The people eating near them were edging their tables subtly away.
“This penne is much too arrabiata, and you did it on purpose,” said Magnus when the surly werewolf waiter hove into view.
“Werewolf rights,” Erik grumped. “Crush the vile oppressors.”
“Nobody has ever won a revolution with pasta, Erik,” said Magnus. “Now go get a fresh dish, or I’ll tell Luigi on you.”
“I—” Erik began defiantly. Magnus narrowed his cat’s eyes. Erik met Magnus’s gaze and decided not to be a waiter hero. “Of course. My apologies.”
“What a pill,” Magnus remarked loudly.
“Yeah,” said Alec, tearing off a new strip of injera. “What have the Shadowhunters ever done to him?”
Magnus lifted an eyebrow. “Well, he did mention a dead uncle.”
“Oh,” said Alec. “Right.”
He went back to gazing fixedly at the tablecloth.
“He’s still a total pill, though,” Magnus offered. Alec mumbled something that Magnus could not make out.
It was then that the door opened and a handsome human man with deep-set green eyes came in. His hands were in the pockets of his expensive suit, and he was surrounded by a group of gorgeous young faeries, male and female.
Magnus slunk down in his chair. Richard. Richard was a mortal who the faeries had adopted in the way they did sometimes, especially when the mortals were musical. He was also something else.
Magnus cleared his throat. “Quick warning. The guy who just walked in is an ex,” he said. “Well. Barely an ex. It was very casual. And we parted very amicably.”
At that moment, Richard caught sight of him. Richard’s whole face spasmed; then he crossed the floor in two steps.
“You are scum!” Richard hissed, and then picked up Magnus’s glass of wine and dashed it in his face. “Get out while you can,” he continued to Alec. “Never trust a warlock. They’ll enchant the years from your life and the love from your heart!”
“Years?” Magnus spluttered. “It was barely twenty minutes!”
“Time means different things to those who are of faerie,” said Richard, the pretentious idiot. “You wasted the best twenty minutes of my life!”
Magnus grabbed hold of his napkin and began to clean off his face. He blinked through the red blurriness at Richard’s retreating back and Alec’s startled face.

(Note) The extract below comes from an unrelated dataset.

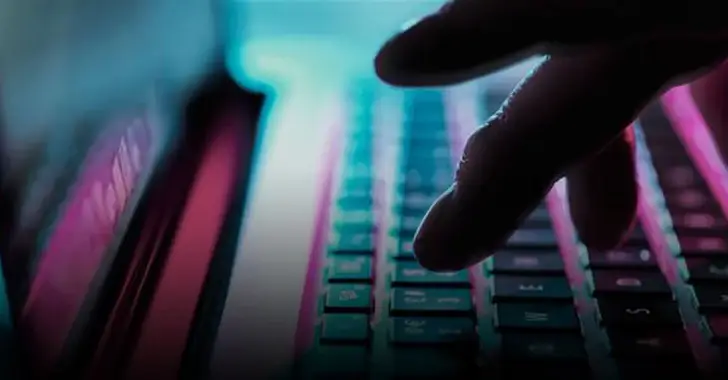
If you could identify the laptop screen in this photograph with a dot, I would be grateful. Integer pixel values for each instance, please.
(82, 240)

“All right,” he said. “It’s possible I was mistaken about the amicable parting.” He tried to smile suavely, which was difficult with wine in his hair. “Ah well. You know exes.”
Alec studied the tablecloth. There was art in museums given less attention than this tablecloth.
“Not really,” he said. “You’re my first ever date.”
This wasn’t working. Magnus didn’t know why he had thought it might work. He had to get out of this date and not hurt Alec Lightwood’s pride too much. He wished he could feel satisfaction that he had a plan in place for this, but as he texted Catarina under the table what he felt was a sense of enveloping gloom.
Magnus sat there silently, waited for Catarina to call, and tried to work out a way to say, “No hard feelings. I like you more than any Shadowhunter I’ve met in more than a century, and I hope you find a nice Shadowhunter boy . . . if there are any nice Shadowhunter boys besides you.”
His phone rang while Magnus was still mentally composing, the sound harsh in the silence between them. Magnus hastily answered. His hands were not entirely steady, and he was afraid for a moment that he would drop the phone as Alec had dropped his glass, but he managed to answer it. Catarina’s voice filtered down the line, clear and unexpectedly urgent. Catarina was clearly a method actor.
“Magnus, there’s an—”
“An emergency, Catarina?” Magnus asked. “That’s terrible! What’s happened?”
“An actual emergency happened, Magnus!”
Magnus appreciated Catarina’s commitment to her role but wished that she would not shout so loudly right into his ear.
“That’s so awful, Catarina. I mean, I’m really busy, but I suppose if there are lives at stake I can’t say n—”
“There are lives at stake, you blithering idiot!” Catarina yelled. “Bring the Shadowhunter!”
Magnus paused.
“Catarina, I don’t think you fully understand the point of what you’re meant to do here.”
“Are you drunk already, Magnus?” Catarina asked. “Are you off debauching and getting one of the Nephilim—one of the Nephilim who is under twenty-one—drunk?”
“The only alcohol that has passed my lips is the wine that was thrown in my face,” said Magnus. “And I was totally blameless in that matter as well.”
There was a pause. “Richard?” said Catarina.
“Richard,” Magnus confirmed.
“Look, never mind him. Listen carefully, Magnus, because I am working, and one of my hands is covered in fluid, and I’m only going to say this once.”
“Fluid,” said Magnus. “What kind of fluid?”